Cannot get correct index Image Processing on CUDA

Hello ,

I have started to develop using CUDA. I was trying to have a very simple image processing that only inverts the colors, using only the global memory.

But my picture result always comes out currupted, and it only iterate throught the Block dimension in X axis.

my CUDA code is:

// values is a 1D array of image pixels, values differs between 0-255

// wid and hei are width and height of my image.

extern "C" __global__ void testget(int *values, int wid,int hei)

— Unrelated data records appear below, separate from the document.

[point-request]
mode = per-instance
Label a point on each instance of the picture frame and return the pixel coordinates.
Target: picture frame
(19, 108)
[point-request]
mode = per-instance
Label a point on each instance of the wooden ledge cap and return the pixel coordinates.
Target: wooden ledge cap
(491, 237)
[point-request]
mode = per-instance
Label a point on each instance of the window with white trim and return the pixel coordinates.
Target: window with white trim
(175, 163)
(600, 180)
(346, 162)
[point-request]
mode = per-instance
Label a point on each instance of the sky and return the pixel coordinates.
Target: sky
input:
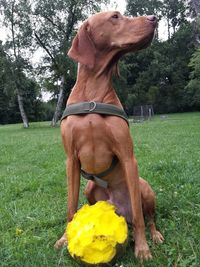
(119, 5)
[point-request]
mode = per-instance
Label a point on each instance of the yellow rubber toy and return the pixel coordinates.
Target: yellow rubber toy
(96, 233)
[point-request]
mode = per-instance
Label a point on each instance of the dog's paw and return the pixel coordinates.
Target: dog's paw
(157, 237)
(61, 242)
(142, 252)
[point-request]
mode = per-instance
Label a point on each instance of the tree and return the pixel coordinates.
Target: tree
(16, 19)
(192, 90)
(55, 21)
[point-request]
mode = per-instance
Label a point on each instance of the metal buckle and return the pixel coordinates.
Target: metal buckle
(94, 104)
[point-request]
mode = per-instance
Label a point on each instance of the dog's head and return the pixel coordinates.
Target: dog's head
(108, 35)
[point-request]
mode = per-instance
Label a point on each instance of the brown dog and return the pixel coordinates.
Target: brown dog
(91, 141)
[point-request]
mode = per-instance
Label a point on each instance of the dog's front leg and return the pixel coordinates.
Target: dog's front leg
(131, 174)
(73, 176)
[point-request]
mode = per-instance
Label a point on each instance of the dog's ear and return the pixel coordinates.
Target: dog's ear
(83, 49)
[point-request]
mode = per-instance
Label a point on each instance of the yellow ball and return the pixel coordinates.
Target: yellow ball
(95, 233)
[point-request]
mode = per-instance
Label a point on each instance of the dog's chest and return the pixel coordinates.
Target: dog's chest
(121, 200)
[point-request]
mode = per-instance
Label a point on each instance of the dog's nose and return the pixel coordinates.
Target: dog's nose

	const unsigned int i = blockIdx.x * blockDim.x  + threadIdx.x;

	const unsigned int j = blockIdx.y * blockDim.y  + threadIdx.y;


	//if (i<wid && j<hei)

	values[j+i*wid ]= 255-values[j+i*wid];


my BLOCKSIZE = 15; My dim3 array of block is (15,15,1)

my grid size is (wid/BLOCKSIZE , hei/BLOCKSIZE)

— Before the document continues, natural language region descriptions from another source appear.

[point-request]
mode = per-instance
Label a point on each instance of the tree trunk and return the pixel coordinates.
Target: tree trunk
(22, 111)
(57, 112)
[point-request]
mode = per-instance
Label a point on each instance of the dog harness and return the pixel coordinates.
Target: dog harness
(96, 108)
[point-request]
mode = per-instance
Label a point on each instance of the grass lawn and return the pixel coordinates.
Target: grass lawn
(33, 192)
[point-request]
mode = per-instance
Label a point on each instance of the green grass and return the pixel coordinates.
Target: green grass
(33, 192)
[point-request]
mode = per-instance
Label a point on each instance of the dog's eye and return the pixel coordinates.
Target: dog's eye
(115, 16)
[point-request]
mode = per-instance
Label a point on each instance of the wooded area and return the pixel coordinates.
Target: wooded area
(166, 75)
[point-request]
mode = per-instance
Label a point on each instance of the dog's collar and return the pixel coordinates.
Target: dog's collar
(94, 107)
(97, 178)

I allocate the int array using cudamalloc . So it is like a simple array.

Note that i don’t have to worry about my image stride, since I already converted the image pixels to an int array without any trouble with strides in the picture

And after that i pass the picture to CUDA kernel.

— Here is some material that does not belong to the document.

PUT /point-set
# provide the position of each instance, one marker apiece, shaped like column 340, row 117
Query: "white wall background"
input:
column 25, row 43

Please if you could help me or point me in the right direction, thank you.

Best Regards,

Aram Azhari

That kernel looks fine. My guess is that there is something wrong in your host side code.

You mean to write:

values[i+j*wid ]= 255-values[i+j*wid];

Note the transposed i and j.

Well in either case, It seems that I’m stock in my block size height, instead of my image height.

Unfortunately i’m using , could there be any bug in that?